National Train Enquiry System

Agency overview
- Formed: 1990s (approx)
- Headquarters: New Delhi, India
- Parent agency: Ministry of Railways, Government of India
- Website: enquiry.indianrail.gov.in

= National Train Enquiry System =

Real-time railway data system in India

National Train Enquiry System (NTES) is a comprehensive online platform and mobile application developed by the Centre for Railway Information Systems (CRIS) for Indian Railways. It serves as a primary official source for real-time information regarding train running status, schedules, and other related inquiries across the Indian railway network.

== History ==
NTES was developed by the Centre for Railway Information Systems (CRIS), the IT arm of Indian Railways, to centralise and digitise train information. Prior to its introduction, passengers primarily relied on manual inquiries at railway stations or through outdated train timetables. The system aimed to provide a more accessible and efficient way for the public to obtain train-related data.

== Functionality and features ==
NTES provides a range of services to facilitate railway travel and information access:

=== Live train running status ===
This core feature allows users to track the current status of registered train on the Indian Railways network. It provides information on the train's last reported location, expected arrival and departure times at upcoming stations, and any delays incurred. The system aggregates data from various operational points across the railway network.

=== Train schedule ===
Users can access the detailed schedule of any train, including its route, halts, arrival and departure times at each station, and the distance covered between stops. This functionality supports journey planning and provides comprehensive timetable information.

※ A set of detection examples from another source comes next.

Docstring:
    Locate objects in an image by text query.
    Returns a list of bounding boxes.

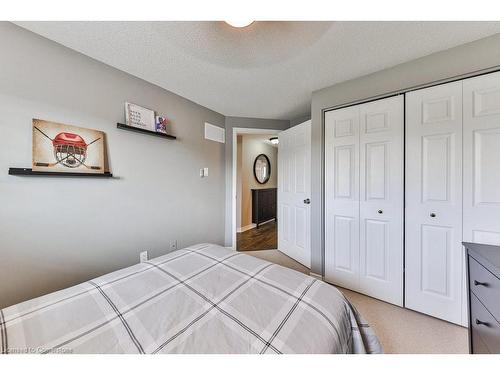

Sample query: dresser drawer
[469,256,500,320]
[470,293,500,353]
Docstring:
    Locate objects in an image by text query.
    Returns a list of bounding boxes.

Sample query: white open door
[278,121,311,268]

=== Trains between stations ===
This feature enables passengers to find all trains operating between any two specified railway stations. The results include train numbers, names, types, and their respective schedules for the selected route.

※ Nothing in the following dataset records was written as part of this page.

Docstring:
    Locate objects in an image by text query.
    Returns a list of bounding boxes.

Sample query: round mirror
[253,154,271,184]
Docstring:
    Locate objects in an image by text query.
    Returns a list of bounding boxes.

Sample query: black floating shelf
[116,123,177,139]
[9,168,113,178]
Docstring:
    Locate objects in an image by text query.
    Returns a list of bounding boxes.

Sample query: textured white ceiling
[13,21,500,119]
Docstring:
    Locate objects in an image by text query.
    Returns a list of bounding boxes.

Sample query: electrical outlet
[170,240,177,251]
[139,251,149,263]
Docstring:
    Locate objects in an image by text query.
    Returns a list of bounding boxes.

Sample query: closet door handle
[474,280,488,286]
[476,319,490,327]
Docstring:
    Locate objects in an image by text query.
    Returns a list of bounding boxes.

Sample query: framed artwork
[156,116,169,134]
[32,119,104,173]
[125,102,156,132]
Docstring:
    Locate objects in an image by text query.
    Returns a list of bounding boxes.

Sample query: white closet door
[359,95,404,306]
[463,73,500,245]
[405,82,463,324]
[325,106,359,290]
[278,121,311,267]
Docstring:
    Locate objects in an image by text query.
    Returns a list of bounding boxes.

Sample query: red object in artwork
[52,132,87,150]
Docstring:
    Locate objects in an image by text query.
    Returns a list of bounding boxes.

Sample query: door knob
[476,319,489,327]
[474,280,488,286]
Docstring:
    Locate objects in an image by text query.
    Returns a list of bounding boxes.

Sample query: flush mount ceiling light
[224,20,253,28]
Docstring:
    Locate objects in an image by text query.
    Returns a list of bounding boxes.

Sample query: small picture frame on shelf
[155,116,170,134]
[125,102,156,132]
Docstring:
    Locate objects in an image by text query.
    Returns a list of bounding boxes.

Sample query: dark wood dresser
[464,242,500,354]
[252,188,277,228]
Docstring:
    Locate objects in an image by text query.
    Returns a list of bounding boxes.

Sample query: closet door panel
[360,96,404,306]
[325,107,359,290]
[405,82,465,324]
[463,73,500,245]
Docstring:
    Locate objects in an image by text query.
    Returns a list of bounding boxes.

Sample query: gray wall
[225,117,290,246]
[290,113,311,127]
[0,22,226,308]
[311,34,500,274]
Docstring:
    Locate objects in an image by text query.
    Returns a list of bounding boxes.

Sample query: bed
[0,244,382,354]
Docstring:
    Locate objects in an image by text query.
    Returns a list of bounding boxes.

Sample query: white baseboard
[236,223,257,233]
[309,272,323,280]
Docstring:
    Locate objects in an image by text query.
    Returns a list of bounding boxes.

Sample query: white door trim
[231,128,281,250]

=== Train arrival/departure at station ===
NTES provides real-time updates on train arrivals and departures at specific stations. This is particularly useful for passengers waiting at stations or those receiving travelers.

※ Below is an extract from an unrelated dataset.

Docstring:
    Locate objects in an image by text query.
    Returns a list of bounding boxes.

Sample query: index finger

== Accessibility and platforms ==
NTES information is accessible through multiple platforms:
- Website: The primary interface is the official NTES website, providing detailed information and search functionalities.
- Mobile Application: Dedicated mobile applications for Android and iOS devices offer on-the-go access to train information.
- SMS and IVRS: Limited information can also be accessed through SMS services and Interactive Voice Response Systems (IVRS).

== Technology ==
NTES operates on a centralised database system managed by CRIS. It collects data from various operational systems across the Indian Railways network, including train control systems, station management systems, and ticketing systems. The data is processed and disseminated through its web and mobile interfaces. The system relies on a robust backend infrastructure to manage a high volume of enquiries.

RailRadar utilises NTES data to provide live train status and other services.